If we told you Robinson considered an Austin man his father figure, would you know whom we were talking about?
On this Jackie Robinson Day, our central focus is on Central Texas and Huston-Tillotson University.
Back when it was Samuel-Huston College, the historically Black college in Austin had two historical figures on campus between 1944 and 1945. One of them was university president Karl Downs.
“[He was] young, vibrant and had a strong voice,” university archivist Danielle McGhee said.
The other was a man with very similar qualities. It was newly hired athletic director and basketball coach Jackie Robinson.
“I didn’t know that Jackie Robinson actually coached here when I took the job here,” said Thomas Henderson, Huston-Tillotson's current head basketball coach.
Henderson said he was initially surprised, but after a while it made sense.
“You’re just not coming to coach basketball here at Huston-Tillotson University; it’s a little bit more than that,” he said.
Downs hired Robinson the year before his baseball career took off. It was the year after he was discharged from the military for refusing to sit in the back of a bus.

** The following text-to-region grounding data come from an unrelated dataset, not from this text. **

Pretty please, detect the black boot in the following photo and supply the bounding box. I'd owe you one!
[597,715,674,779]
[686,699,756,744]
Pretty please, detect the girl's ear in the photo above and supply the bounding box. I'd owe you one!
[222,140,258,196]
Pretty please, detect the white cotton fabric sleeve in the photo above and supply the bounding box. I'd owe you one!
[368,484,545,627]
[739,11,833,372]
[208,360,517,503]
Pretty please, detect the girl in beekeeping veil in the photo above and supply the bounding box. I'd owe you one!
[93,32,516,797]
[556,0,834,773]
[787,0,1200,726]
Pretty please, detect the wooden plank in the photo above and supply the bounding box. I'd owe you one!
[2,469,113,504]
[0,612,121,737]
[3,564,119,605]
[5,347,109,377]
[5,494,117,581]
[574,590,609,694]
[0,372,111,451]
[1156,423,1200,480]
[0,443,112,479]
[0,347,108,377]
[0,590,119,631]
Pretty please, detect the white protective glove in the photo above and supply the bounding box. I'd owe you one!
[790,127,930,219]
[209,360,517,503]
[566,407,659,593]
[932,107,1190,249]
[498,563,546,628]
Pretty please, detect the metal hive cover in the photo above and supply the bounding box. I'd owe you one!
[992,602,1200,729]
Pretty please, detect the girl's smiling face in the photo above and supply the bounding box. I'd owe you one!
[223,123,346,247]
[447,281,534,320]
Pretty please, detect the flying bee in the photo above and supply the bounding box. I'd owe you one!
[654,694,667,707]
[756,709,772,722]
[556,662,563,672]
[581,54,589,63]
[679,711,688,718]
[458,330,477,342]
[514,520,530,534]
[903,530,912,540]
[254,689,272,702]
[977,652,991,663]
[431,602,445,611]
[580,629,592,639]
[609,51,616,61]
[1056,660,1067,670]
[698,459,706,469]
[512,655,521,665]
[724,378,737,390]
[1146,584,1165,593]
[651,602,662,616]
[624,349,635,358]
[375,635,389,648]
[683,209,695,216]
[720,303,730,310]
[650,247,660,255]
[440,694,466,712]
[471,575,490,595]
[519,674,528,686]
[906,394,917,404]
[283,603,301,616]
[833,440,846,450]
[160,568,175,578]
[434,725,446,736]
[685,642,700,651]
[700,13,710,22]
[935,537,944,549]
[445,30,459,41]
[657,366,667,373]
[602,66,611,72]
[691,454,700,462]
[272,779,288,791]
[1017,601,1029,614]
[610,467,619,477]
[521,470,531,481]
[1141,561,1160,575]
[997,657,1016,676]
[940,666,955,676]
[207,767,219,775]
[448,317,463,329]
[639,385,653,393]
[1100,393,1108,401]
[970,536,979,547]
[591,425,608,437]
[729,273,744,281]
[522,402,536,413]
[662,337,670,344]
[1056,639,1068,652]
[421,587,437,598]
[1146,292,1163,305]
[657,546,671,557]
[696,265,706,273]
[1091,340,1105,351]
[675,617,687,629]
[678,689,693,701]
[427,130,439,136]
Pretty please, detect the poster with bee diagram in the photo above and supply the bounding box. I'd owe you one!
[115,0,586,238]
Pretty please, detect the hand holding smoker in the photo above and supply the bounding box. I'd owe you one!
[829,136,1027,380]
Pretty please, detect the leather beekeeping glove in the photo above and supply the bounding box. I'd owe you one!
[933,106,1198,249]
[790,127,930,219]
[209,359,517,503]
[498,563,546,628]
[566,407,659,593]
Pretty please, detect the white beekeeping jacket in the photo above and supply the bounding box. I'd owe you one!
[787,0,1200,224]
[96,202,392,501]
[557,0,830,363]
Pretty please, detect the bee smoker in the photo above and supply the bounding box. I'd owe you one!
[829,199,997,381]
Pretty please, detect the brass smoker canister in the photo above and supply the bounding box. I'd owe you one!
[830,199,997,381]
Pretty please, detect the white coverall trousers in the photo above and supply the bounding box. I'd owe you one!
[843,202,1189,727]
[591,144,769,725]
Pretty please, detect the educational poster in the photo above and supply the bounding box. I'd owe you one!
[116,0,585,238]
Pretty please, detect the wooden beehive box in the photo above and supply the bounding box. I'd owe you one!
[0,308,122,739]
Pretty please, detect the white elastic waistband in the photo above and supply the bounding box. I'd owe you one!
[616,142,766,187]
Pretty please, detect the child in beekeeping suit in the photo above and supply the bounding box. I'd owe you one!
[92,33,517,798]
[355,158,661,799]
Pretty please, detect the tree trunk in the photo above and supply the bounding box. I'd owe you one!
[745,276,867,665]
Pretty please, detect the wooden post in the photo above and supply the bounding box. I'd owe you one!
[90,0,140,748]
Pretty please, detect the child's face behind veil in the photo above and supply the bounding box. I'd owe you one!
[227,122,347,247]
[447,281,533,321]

“You see that he’s at Fort Hood and then you see that he’s in the Negro Leagues, and there is a big gap. And the big gap is Huston-Tillotson University,” Henderson added.
Records of Robinson's one season in Austin hardly exist.
“I don’t have those details,” McGhee said.
The memories are hit or miss.
“They didn’t write a whole lot of things down,” Henderson said.
But we know it happened, in part because Robinson confirmed it in his autobiography.
“There was very little money involved, but I knew that Karl would have done anything for me, so I couldn't turn him down," Robinson said in "I Never Had it Made."
McGhee said the Robinson you know today is the Robinson who was groomed in Austin.
“With his demeanor, his attitude, his athletic abilities, all of those things, I do kind of attribute some of those things back to Dr. Downs,” she said.
“Dr. Downs saw right where he was at. He picked him up, and he allowed him to be better than what he ever thought he could be,” Henderson said.
The rest is history. It's history that would be incomplete without the story of a season in central Texas.